How We Use NLP To Help You

NLP uses language to influence the mind. Developed by Richard Bandler and John Grinder in the 1970s, Neuro Linguistic Programming can have a big impact on your readers or audience. Here are some of the ways our skilled writers apply NLP techniques to speeches and writing:

Mining Modality

Exploiting modality preference is an important technique for any writer. Humans have three main modality preferences: the visual (seeing), the auditory (hearing) and the kinaesthetic (feeling). Writing falls flat when it does not use one or more of these modalities. In addition, different readers have different modality preferences dependant on age, gender and socio-economic status.

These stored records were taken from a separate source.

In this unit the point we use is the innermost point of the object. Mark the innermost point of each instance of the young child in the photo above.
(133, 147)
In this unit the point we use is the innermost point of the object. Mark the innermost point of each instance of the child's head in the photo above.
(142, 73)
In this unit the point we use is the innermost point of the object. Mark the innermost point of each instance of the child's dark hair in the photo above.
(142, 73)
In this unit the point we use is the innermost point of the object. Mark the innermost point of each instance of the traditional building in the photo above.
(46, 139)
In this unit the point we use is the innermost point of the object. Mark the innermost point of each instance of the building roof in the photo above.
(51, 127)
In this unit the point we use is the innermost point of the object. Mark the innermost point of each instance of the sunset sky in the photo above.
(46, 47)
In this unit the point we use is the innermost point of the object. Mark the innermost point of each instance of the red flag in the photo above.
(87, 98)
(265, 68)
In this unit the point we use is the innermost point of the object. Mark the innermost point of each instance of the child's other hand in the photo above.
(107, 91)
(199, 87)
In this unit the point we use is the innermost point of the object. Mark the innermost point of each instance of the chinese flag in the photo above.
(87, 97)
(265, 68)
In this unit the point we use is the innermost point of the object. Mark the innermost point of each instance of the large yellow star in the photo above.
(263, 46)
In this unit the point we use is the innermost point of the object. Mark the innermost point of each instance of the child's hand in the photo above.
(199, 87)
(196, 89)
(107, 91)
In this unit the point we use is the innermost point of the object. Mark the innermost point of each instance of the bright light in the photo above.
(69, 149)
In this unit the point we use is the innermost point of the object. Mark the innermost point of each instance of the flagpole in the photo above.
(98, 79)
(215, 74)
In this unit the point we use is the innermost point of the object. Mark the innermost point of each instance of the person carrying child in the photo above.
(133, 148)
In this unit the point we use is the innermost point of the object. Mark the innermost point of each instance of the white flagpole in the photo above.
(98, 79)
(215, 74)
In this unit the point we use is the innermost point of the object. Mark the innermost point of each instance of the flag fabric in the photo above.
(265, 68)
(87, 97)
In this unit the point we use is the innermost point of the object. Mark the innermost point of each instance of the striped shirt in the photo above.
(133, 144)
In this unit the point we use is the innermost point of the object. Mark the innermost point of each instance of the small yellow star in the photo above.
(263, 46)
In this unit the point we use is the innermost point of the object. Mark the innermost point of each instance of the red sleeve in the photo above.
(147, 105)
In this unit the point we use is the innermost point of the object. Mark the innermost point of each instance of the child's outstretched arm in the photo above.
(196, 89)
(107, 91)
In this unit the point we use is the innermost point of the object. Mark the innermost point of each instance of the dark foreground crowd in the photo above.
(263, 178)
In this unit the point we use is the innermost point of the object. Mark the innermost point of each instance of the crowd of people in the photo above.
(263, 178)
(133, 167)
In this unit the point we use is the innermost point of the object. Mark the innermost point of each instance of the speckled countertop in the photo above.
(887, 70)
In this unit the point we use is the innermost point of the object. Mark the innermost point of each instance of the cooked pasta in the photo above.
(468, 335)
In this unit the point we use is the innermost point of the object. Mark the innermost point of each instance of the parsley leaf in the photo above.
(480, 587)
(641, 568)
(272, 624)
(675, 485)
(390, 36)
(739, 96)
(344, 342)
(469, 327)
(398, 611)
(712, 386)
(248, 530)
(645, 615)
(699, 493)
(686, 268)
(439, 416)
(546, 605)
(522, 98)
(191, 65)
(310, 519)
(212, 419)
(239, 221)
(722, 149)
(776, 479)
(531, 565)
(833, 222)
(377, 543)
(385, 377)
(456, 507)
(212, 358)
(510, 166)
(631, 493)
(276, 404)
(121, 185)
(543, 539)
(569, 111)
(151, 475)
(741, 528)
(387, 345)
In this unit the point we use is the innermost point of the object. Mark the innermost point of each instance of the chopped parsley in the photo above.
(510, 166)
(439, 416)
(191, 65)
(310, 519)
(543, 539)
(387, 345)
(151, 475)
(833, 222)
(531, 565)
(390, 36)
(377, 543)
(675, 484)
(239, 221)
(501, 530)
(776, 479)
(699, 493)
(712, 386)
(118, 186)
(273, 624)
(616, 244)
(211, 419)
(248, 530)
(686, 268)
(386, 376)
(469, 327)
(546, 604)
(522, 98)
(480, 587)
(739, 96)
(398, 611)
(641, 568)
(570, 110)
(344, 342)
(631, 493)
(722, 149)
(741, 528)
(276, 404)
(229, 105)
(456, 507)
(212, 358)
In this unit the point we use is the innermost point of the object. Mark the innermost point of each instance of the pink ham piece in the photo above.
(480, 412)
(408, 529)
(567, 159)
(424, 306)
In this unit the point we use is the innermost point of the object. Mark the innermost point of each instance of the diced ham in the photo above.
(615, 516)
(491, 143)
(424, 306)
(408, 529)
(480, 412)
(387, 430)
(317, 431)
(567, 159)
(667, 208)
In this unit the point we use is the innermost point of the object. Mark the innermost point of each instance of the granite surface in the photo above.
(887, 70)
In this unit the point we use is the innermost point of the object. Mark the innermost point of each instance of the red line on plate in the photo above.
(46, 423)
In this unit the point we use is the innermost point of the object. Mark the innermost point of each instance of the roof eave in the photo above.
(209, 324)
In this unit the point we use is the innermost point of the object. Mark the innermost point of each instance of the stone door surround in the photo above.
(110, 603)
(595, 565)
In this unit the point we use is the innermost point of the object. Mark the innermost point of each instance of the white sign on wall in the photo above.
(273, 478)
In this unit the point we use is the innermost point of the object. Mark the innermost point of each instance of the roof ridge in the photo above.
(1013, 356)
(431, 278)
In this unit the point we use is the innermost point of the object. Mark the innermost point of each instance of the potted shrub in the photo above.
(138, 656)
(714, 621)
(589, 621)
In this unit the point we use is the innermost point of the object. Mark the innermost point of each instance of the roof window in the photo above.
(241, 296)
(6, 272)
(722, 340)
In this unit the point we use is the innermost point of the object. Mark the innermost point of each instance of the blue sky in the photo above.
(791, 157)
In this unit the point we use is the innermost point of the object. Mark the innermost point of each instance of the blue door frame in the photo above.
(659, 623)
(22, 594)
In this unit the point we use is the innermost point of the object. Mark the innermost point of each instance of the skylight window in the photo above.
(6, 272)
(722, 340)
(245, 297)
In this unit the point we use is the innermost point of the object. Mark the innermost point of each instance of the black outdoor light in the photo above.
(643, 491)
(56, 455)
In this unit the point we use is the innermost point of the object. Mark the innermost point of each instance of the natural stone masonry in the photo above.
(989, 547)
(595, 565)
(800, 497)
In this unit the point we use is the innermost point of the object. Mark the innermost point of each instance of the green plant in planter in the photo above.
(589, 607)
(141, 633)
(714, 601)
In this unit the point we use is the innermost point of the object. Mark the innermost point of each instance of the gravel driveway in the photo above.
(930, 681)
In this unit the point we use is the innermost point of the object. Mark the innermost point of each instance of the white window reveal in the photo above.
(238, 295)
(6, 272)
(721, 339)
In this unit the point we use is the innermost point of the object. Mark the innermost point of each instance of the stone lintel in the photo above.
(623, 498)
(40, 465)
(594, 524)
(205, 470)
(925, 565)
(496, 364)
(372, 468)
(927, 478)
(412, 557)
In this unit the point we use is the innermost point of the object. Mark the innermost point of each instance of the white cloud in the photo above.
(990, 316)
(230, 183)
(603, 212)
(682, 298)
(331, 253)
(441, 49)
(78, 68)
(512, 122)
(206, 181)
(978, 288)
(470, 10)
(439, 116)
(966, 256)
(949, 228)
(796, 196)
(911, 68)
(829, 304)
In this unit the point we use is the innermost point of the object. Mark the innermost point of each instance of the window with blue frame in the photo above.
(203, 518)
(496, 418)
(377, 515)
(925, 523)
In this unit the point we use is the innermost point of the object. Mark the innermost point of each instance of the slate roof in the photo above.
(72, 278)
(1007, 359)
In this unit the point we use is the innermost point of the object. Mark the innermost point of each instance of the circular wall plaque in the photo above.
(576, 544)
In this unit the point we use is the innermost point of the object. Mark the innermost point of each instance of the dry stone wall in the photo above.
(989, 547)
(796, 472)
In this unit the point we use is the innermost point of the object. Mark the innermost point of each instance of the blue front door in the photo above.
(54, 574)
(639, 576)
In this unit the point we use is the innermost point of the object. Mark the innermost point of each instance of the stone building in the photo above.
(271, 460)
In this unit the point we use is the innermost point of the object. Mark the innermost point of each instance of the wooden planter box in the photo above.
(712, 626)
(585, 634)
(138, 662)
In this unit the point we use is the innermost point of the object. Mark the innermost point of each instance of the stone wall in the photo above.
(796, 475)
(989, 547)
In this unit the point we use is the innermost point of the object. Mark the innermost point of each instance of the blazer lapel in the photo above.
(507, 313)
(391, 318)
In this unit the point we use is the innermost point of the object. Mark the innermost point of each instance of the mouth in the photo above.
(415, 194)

For example, younger readers tend to be more visual than older readers.

Telling a Tale

Turning a basic letter or resume into an exciting story exposes the reader’s subconscious to emotion, symbol and metaphor. Embedding messages in a dynamic narrative structure is one of the best ways to convey information and influence your reader.

Homophones

Homophones, words that sound or look the same, are one of the key ways to influence your reader or listener. Well-chosen homophones like ‘by now’ and ‘buy now’ reinforce key messages in your reader’s subconscious.

Emotional Massage

Charities invariably make use of emotions in order to sell their message. This is because linking bare facts to powerful emotions is a good way to stir your readers into action. For example, saying ‘Feed a starving family of four!’ is far more effective than saying, ‘Give us $40 a month for twelve months’. All speeches benefit from timely injections of emotion.

Pattern Interrupts

Breaking the flow in unexpected places temporarily unhinges the reader’s or listener’s expectations, exposing them to your message. Dropping a joke or amusing anecdote into a resume, letter or speech is one of the most effective ‘pattern interrupts’.

Social Proof

Humans are social animals who instinctively compare themselves to others. This is why describing products in terms of the social success they confer on their purchasers is such a popular sales technique. Similarly, demonstrating your ‘social proof’ in an application, letter or resume makes your reader instinctively want ‘a piece of the action’.